Tantos anos de desilusões deviam permitir-lhe, ao menos, erguer à sua frente o escudo protector que o impediria de cometer os mesmo erros do passado. Como está feliz, sente-se o maior, como quem diz "Ah! Já caí nesta uma, duas, cinco vezes. Agora não me apanhas mais!"...
Pobre idiota. Nem sequer se apercebe da quantidade de vezes que é necessário ser-se espezinhado, até ser possível aprender a lição. Será mesmo? Existem pessoas que nunca aprendem...

E eu, que sei, digo: maldito seja o coração.

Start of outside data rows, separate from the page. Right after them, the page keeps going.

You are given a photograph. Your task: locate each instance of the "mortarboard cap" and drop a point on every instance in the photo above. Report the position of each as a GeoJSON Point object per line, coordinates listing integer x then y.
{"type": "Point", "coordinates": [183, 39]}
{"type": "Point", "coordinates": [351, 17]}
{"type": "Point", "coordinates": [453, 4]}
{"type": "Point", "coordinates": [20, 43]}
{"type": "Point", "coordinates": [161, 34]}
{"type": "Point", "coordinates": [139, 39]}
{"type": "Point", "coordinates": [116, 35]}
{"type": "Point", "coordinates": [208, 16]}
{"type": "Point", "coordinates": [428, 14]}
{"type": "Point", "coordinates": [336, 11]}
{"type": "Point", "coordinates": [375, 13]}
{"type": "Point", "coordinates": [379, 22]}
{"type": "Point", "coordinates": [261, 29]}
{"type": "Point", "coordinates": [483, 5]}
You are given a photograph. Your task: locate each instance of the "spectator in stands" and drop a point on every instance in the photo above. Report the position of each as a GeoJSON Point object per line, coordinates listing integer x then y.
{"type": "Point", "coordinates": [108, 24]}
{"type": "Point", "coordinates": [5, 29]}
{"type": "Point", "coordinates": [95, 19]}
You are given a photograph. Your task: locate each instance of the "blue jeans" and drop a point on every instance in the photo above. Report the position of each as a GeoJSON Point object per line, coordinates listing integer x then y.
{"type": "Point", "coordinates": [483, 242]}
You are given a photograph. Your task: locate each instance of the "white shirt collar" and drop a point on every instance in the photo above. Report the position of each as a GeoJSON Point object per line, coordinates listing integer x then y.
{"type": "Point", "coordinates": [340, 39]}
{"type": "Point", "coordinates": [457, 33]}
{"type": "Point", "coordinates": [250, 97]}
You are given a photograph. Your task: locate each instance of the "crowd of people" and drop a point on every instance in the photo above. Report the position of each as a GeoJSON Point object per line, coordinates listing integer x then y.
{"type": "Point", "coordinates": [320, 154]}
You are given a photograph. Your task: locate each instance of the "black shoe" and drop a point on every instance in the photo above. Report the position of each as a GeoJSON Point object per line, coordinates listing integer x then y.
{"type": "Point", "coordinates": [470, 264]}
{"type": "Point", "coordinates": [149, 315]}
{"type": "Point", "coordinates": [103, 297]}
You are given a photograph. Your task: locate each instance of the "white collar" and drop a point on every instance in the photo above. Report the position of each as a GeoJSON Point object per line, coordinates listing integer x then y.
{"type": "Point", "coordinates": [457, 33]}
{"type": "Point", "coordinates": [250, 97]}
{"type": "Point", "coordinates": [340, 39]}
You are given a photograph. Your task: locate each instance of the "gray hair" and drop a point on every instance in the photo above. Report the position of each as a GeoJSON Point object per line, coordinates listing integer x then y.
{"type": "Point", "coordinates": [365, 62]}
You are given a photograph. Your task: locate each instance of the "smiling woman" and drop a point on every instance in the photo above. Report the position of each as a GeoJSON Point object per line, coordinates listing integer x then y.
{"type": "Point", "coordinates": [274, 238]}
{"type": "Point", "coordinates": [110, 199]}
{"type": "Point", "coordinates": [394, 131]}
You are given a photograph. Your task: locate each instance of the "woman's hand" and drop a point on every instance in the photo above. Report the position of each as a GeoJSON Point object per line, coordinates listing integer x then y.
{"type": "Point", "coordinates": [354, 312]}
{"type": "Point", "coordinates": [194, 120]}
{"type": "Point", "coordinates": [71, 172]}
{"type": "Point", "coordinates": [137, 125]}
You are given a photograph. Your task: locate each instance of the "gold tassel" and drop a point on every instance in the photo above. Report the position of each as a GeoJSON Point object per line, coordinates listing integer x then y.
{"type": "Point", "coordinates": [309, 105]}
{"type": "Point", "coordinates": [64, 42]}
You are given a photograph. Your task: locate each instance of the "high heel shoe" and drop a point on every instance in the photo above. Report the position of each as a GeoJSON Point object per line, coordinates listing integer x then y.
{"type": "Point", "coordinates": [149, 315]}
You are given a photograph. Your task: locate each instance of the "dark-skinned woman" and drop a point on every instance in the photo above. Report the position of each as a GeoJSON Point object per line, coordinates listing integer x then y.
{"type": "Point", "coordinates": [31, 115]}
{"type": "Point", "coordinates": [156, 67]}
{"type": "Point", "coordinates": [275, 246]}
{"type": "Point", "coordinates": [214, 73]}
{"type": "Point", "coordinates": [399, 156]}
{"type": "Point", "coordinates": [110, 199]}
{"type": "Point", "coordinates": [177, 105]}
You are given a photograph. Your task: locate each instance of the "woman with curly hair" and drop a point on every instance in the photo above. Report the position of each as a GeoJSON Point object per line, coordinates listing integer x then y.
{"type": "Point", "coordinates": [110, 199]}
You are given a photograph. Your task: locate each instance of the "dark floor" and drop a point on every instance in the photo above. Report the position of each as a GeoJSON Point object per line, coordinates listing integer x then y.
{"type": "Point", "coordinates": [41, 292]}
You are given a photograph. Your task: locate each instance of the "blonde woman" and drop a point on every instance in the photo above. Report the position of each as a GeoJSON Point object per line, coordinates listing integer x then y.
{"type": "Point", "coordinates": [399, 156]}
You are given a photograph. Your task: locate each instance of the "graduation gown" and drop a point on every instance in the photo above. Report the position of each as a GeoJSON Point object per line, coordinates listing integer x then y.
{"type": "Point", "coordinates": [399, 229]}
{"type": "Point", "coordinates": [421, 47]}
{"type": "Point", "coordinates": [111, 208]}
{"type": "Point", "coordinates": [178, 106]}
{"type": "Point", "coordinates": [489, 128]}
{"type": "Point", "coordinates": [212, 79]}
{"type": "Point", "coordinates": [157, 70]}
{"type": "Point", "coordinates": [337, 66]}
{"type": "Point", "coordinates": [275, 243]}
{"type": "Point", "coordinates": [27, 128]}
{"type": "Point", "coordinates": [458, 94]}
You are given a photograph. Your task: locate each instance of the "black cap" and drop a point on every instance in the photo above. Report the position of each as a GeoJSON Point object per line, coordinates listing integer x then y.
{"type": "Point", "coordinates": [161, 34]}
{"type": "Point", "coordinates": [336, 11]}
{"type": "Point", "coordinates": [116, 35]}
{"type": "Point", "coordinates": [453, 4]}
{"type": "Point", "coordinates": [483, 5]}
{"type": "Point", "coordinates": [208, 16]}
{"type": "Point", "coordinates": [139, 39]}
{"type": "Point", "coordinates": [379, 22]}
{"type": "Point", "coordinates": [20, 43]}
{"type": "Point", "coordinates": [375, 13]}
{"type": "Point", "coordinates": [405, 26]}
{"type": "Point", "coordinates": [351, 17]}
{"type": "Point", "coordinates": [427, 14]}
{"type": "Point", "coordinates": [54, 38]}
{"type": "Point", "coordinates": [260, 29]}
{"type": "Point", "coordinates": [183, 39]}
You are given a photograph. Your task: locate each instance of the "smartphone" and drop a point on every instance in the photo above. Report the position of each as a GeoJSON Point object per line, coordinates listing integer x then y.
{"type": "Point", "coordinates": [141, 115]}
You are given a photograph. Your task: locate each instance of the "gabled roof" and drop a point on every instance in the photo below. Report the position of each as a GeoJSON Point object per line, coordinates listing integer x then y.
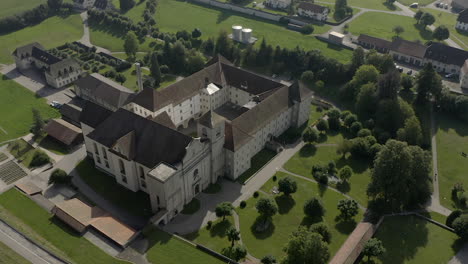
{"type": "Point", "coordinates": [463, 16]}
{"type": "Point", "coordinates": [408, 48]}
{"type": "Point", "coordinates": [311, 7]}
{"type": "Point", "coordinates": [93, 114]}
{"type": "Point", "coordinates": [377, 42]}
{"type": "Point", "coordinates": [153, 143]}
{"type": "Point", "coordinates": [102, 89]}
{"type": "Point", "coordinates": [446, 54]}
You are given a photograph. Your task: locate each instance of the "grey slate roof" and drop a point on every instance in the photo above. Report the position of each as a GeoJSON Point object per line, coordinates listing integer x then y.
{"type": "Point", "coordinates": [151, 142]}
{"type": "Point", "coordinates": [446, 54]}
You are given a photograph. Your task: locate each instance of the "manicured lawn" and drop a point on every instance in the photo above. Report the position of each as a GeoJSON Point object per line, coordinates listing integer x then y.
{"type": "Point", "coordinates": [450, 20]}
{"type": "Point", "coordinates": [166, 249]}
{"type": "Point", "coordinates": [7, 255]}
{"type": "Point", "coordinates": [452, 140]}
{"type": "Point", "coordinates": [291, 216]}
{"type": "Point", "coordinates": [215, 237]}
{"type": "Point", "coordinates": [16, 104]}
{"type": "Point", "coordinates": [51, 33]}
{"type": "Point", "coordinates": [13, 7]}
{"type": "Point", "coordinates": [212, 21]}
{"type": "Point", "coordinates": [137, 203]}
{"type": "Point", "coordinates": [409, 239]}
{"type": "Point", "coordinates": [301, 163]}
{"type": "Point", "coordinates": [257, 161]}
{"type": "Point", "coordinates": [51, 229]}
{"type": "Point", "coordinates": [381, 25]}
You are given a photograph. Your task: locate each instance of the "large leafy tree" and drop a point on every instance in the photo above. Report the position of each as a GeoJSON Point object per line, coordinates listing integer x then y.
{"type": "Point", "coordinates": [306, 247]}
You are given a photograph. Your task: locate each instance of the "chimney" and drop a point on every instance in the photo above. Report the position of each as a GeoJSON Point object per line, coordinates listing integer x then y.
{"type": "Point", "coordinates": [139, 79]}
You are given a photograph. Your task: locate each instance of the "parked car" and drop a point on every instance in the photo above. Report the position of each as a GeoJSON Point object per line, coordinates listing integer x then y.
{"type": "Point", "coordinates": [56, 104]}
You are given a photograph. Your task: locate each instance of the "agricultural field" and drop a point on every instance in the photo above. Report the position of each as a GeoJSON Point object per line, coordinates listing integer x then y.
{"type": "Point", "coordinates": [51, 33]}
{"type": "Point", "coordinates": [17, 123]}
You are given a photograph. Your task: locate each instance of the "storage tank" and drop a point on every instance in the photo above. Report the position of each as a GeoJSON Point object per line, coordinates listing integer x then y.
{"type": "Point", "coordinates": [236, 33]}
{"type": "Point", "coordinates": [246, 35]}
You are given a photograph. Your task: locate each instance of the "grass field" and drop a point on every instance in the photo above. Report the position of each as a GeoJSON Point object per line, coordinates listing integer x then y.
{"type": "Point", "coordinates": [301, 163]}
{"type": "Point", "coordinates": [289, 217]}
{"type": "Point", "coordinates": [51, 229]}
{"type": "Point", "coordinates": [13, 7]}
{"type": "Point", "coordinates": [450, 20]}
{"type": "Point", "coordinates": [15, 97]}
{"type": "Point", "coordinates": [381, 25]}
{"type": "Point", "coordinates": [452, 140]}
{"type": "Point", "coordinates": [409, 239]}
{"type": "Point", "coordinates": [8, 256]}
{"type": "Point", "coordinates": [166, 249]}
{"type": "Point", "coordinates": [137, 203]}
{"type": "Point", "coordinates": [52, 32]}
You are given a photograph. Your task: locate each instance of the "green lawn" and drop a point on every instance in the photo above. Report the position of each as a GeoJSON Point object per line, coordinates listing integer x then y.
{"type": "Point", "coordinates": [301, 163]}
{"type": "Point", "coordinates": [15, 97]}
{"type": "Point", "coordinates": [257, 162]}
{"type": "Point", "coordinates": [291, 216]}
{"type": "Point", "coordinates": [409, 239]}
{"type": "Point", "coordinates": [13, 7]}
{"type": "Point", "coordinates": [450, 20]}
{"type": "Point", "coordinates": [137, 203]}
{"type": "Point", "coordinates": [213, 238]}
{"type": "Point", "coordinates": [50, 228]}
{"type": "Point", "coordinates": [8, 256]}
{"type": "Point", "coordinates": [380, 25]}
{"type": "Point", "coordinates": [51, 33]}
{"type": "Point", "coordinates": [166, 249]}
{"type": "Point", "coordinates": [452, 140]}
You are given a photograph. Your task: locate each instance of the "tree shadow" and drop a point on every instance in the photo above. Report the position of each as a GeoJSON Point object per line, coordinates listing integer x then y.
{"type": "Point", "coordinates": [308, 151]}
{"type": "Point", "coordinates": [285, 203]}
{"type": "Point", "coordinates": [264, 234]}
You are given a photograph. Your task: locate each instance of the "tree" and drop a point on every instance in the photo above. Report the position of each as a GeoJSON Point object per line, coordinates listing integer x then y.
{"type": "Point", "coordinates": [345, 173]}
{"type": "Point", "coordinates": [322, 125]}
{"type": "Point", "coordinates": [59, 176]}
{"type": "Point", "coordinates": [314, 208]}
{"type": "Point", "coordinates": [441, 33]}
{"type": "Point", "coordinates": [268, 259]}
{"type": "Point", "coordinates": [131, 44]}
{"type": "Point", "coordinates": [266, 208]}
{"type": "Point", "coordinates": [427, 19]}
{"type": "Point", "coordinates": [233, 235]}
{"type": "Point", "coordinates": [307, 77]}
{"type": "Point", "coordinates": [287, 185]}
{"type": "Point", "coordinates": [38, 123]}
{"type": "Point", "coordinates": [323, 230]}
{"type": "Point", "coordinates": [398, 30]}
{"type": "Point", "coordinates": [126, 4]}
{"type": "Point", "coordinates": [154, 69]}
{"type": "Point", "coordinates": [401, 175]}
{"type": "Point", "coordinates": [373, 248]}
{"type": "Point", "coordinates": [196, 33]}
{"type": "Point", "coordinates": [406, 81]}
{"type": "Point", "coordinates": [428, 83]}
{"type": "Point", "coordinates": [54, 4]}
{"type": "Point", "coordinates": [224, 209]}
{"type": "Point", "coordinates": [306, 247]}
{"type": "Point", "coordinates": [120, 78]}
{"type": "Point", "coordinates": [310, 135]}
{"type": "Point", "coordinates": [348, 209]}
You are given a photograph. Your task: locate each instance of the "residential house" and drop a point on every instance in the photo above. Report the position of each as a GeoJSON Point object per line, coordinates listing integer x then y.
{"type": "Point", "coordinates": [58, 72]}
{"type": "Point", "coordinates": [462, 21]}
{"type": "Point", "coordinates": [314, 11]}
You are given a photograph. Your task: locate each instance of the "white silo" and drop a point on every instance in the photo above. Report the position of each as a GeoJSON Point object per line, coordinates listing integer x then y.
{"type": "Point", "coordinates": [236, 33]}
{"type": "Point", "coordinates": [246, 35]}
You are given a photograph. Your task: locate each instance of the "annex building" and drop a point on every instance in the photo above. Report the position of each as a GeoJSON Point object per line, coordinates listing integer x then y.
{"type": "Point", "coordinates": [236, 112]}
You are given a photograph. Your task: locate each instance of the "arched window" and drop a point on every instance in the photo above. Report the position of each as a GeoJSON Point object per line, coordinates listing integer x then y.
{"type": "Point", "coordinates": [122, 167]}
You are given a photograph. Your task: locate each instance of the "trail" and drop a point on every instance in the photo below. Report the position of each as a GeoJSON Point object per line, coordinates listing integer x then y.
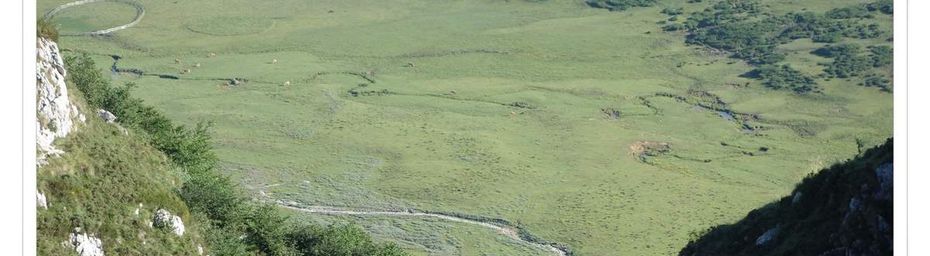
{"type": "Point", "coordinates": [506, 230]}
{"type": "Point", "coordinates": [140, 12]}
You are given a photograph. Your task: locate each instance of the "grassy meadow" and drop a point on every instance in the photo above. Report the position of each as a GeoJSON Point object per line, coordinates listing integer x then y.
{"type": "Point", "coordinates": [486, 107]}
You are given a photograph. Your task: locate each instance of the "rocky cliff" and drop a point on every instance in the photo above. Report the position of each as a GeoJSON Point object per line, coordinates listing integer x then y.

Acercai-vos. Colocai, todos, as vossas mãos entrelaçadas, e perante a minha cabeça deixai-as cair, para que sinta o tremendo peso do seu julgamento. Permito que o façais, que me julgueis, uma vez na vida. Afinal, não é todos os dias que se cai no conto do vigário, quando se foi o inventor do dito. Quando o próprio vigário somos nós! É preciso ser muito idiota, não é? Digam lá que não.

Afinal, a miragem está mais perto de deixar de o ser. A cada palmo de terra trilhada em nome de ninguém. Por cada centímetro de alcatrão inutilmente percorrido, chorareis para sempre o remorso, pela culpa, da minha morte...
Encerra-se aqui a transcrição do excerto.